Walker and his buddies launched a group called Bay Access Inc. in 2000 to promote creation of a S.F. Bay Water Trail. "Most planners think of access to the Bay as access to a riprap shore where people can look down on the water, not touch it. It's time they realized that going out on the water is not just for big power boats needing big expensive marinas, but also for inexpensive human-powered boats like ours," he says.

Water trails are now flourishing across the country, trails such at the Cascadia Marine Trail in the Puget Sound, but Walker says many of these are largely "linear" trails going from A to B, and even providing overnight camping along the way. His group's vision is for much more of a "web," where kayakers can crisscross from different access points ("A to F") on day trips.
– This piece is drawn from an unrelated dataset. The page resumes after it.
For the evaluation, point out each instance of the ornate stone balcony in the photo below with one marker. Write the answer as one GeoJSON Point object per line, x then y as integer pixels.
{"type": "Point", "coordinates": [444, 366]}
This April, the group organized a Sausalito Bay Model conference to bring national water trail expertise to bear on the local situation. Sixty people attended the conference, among them water users, shoreline landowners and agency managers. The group has also earned the promise of technical help with its trail development from the National Park Service's Rivers & Trails program.

Next steps, says Walker, are to develop an action plan, conduct outreach to government agencies that control most shoreline parks and refuges, and publish a map of a first phase Bay water trail linking already well-established points of access. "We want to build recognition for this kind of recreation on the Bay, and make sure current access points are preserved and recognized as part of a system, so they are less likely to be removed in the future," says Walker. Issues that will need to be resolved include how to keep the trail wildlife sensitive (and not disturb nesting birds, for example) and how to provide shoreline parking for wheels hauling boats.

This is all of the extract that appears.